Liquidity was further enhanced when Circle facilitated real-time USDC redemption with a $100 million reserve, improving usability across DeFi and institutional markets. This helped solidify Ondo’s positioning as one of the few DeFi protocols with direct structural ties to global asset managers.
Analyst outlook and risks
Yuen of Fischer8 Capital argued that if Ondo captures even 10% of tokenized equity markets, the fee income potential would be “substantial for ONDO token holders.” He added that Ondo’s advisory framework offers a regulatory advantage compared to pure DeFi-native competitors.
Still, several risks remain:
- Regulatory scrutiny: Tokenized securities face oversight in the U.S. and abroad. A potential challenge from regulators could limit growth or require structural changes.
- Scaling and costs: Reliance on Ethereum means Ondo is subject to high gas fees and congestion, which could affect Global Markets product adoption.
- Liquidity depth: Although TVL growth has been rapid, secondary market liquidity for tokenized stocks is still fragile compared to traditional exchanges.
Ondo fundamentals
- Price: $1.10 (+21% weekly, CoinGecko)
- Market cap: $3.45 billion (#49 globally)
- 24h volume: $496 million (+102% vs. prior day)
- Exchanges: Binance, Coinbase, Bybit
- All-time high: $2.14
- All-time low: $0.08217 (still +1,200% above)
Ondo’s trading volume increase suggests growing speculative and institutional interest.
Positioning in DeFi and tokenization
Ondo operates through two divisions, an asset management arm, which creates tokenized financial products, and a technology arm, which builds decentralized infrastructure.
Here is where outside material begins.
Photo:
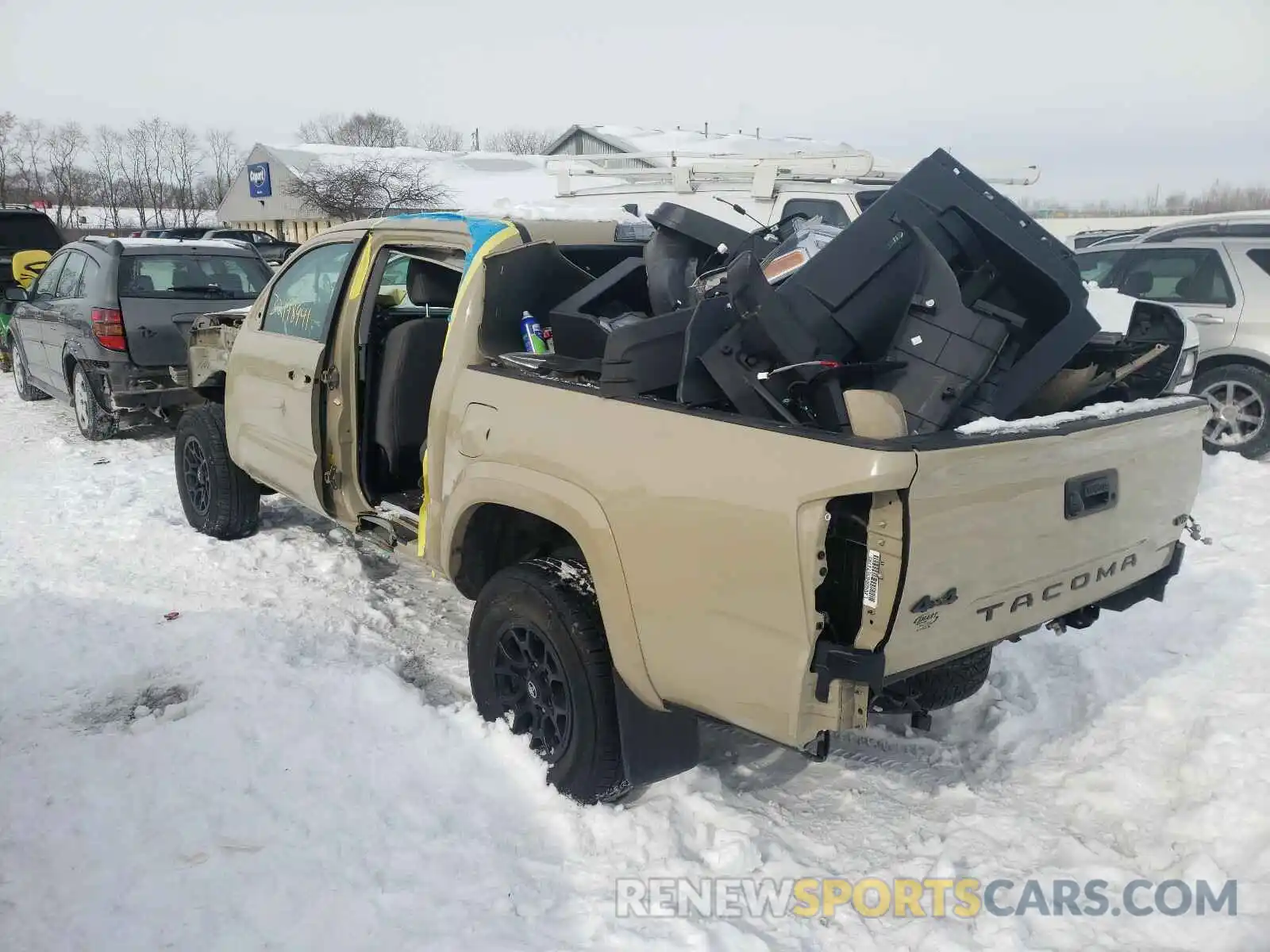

Backers include BlackRock, Founders Fund, Coinbase, and Pantera, validating its credibility among traditional and crypto-native capital providers.
Its flagship products are USDY, a tokenized note backed by U.S. Treasuries and bank deposits, and OUSG, offering liquid on-chain exposure to Treasuries.
Outlook
With digital assets entering mainstream conversations, Ondo sits at the convergence of institutional finance and DeFi infrastructure. The ONDO price surge reflects both enthusiasm around tokenization and recognition of its unique partnerships, particularly with BlackRock.
Yet the project’s future hinges not just on growth in TVL but on successfully navigating regulatory scrutiny, ensuring liquidity depth, and proving sustainable demand for tokenized equities.